In 2013, Social Security Checks No Longer In The Mail
Starting next year, the check will no longer be in the mail for millions of people who receive Social Security and other government benefits.
The federal government issues 73 million payments a month, but is phasing out paper checks for all benefit programs. So beneficiaries will have to get payments electronically, either through direct deposit or a debit card for those without a bank account.
The changes will affect people who receive Social Security, veterans' benefits, railroad pensions and federal disability payments.
Tax refunds are exempt, but the Internal Revenue Service encourages taxpayers to get refunds electronically by processing those refunds faster than paper checks.
How the changes in delivering Social Security and other government benefits will work:
--Starting last year, new beneficiaries were required to electronically receive Social Security, veterans' benefits, railroad pensions and federal disability payments.
--By March 1, 2013, nearly everyone will be required to receive their payments electronically, mainly through direct deposit into a bank account.
--Those without bank accounts will be issued a Direct Express debit card, which will receive payments and can be used for purchases at retail stores and for cash withdrawals at ATMs.

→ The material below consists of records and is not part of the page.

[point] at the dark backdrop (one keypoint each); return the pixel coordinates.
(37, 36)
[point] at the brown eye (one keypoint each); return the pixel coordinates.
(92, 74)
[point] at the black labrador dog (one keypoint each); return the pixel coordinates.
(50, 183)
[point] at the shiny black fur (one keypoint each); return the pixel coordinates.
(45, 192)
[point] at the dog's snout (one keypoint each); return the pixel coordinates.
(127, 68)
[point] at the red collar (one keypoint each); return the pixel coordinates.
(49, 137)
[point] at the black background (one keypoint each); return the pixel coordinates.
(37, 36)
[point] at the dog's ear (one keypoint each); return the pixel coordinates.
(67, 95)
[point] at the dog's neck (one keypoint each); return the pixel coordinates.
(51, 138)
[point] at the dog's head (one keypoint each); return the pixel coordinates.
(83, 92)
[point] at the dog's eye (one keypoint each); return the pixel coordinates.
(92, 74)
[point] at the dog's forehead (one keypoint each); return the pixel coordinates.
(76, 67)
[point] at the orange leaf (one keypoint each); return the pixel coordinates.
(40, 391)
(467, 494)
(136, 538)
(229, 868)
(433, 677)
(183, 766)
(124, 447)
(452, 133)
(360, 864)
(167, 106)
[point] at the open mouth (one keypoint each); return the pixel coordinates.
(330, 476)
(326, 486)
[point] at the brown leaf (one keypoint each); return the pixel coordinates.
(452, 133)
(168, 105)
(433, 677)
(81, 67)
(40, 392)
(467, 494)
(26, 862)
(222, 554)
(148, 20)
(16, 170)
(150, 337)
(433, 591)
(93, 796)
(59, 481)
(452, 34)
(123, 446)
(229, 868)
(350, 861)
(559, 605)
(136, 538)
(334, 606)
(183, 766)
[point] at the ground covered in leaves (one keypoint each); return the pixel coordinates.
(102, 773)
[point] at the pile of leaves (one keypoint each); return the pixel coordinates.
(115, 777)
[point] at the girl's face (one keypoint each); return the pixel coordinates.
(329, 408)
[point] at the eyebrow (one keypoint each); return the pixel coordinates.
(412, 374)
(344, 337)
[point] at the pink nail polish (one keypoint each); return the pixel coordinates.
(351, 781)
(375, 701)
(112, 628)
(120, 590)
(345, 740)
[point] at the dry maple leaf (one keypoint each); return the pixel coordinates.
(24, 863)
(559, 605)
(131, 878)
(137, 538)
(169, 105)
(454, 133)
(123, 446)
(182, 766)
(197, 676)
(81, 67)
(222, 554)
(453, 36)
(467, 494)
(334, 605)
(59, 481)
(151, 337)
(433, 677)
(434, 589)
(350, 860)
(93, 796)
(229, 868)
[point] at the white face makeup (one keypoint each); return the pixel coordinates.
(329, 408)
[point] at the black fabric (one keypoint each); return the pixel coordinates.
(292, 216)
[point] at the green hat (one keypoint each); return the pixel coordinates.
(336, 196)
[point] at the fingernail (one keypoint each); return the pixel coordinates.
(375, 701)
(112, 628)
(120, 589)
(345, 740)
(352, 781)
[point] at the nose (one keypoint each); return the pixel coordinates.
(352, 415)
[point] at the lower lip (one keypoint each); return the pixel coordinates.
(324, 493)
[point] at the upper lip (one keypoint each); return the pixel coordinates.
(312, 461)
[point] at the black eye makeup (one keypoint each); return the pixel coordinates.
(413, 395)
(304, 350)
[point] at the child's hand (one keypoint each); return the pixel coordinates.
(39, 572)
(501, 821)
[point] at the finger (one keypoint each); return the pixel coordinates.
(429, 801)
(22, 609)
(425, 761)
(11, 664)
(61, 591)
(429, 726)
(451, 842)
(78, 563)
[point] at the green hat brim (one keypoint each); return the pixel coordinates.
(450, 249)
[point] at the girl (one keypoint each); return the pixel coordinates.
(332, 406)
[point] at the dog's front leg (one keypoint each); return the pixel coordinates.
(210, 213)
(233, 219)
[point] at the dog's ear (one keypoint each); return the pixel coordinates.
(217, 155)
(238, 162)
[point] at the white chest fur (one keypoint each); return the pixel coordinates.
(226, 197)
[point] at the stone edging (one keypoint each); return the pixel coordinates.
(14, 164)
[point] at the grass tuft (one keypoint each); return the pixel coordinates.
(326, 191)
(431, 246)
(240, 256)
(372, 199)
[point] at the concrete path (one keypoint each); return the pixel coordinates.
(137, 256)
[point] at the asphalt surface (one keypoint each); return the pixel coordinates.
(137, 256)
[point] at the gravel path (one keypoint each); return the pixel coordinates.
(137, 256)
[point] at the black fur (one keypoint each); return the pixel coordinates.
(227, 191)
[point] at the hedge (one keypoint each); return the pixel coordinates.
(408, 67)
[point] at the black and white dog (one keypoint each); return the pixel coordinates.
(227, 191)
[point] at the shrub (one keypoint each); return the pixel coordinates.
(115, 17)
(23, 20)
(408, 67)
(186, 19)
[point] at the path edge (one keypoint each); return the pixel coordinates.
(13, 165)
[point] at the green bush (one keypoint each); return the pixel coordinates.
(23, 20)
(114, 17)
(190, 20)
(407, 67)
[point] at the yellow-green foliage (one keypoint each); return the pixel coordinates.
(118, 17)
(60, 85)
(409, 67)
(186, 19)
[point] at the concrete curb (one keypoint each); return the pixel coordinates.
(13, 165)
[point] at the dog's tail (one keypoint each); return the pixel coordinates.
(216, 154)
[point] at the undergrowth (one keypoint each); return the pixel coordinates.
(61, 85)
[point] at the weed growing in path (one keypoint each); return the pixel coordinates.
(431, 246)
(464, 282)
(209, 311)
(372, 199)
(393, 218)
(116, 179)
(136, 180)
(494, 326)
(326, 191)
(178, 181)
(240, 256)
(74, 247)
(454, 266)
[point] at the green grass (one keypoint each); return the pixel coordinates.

--There will be no fees for debit card purchases but there will be fees for some ATM transactions.
--Beneficiaries who are age 90 or older won't be required to make the change. Others can apply for a hardship waiver but they will be granted only in "extreme, rare circumstances."
--The federal government issues 73 million benefit payments a month. About 90 percent of the payments already are done electronically, so about 7 million people will have to make the switch.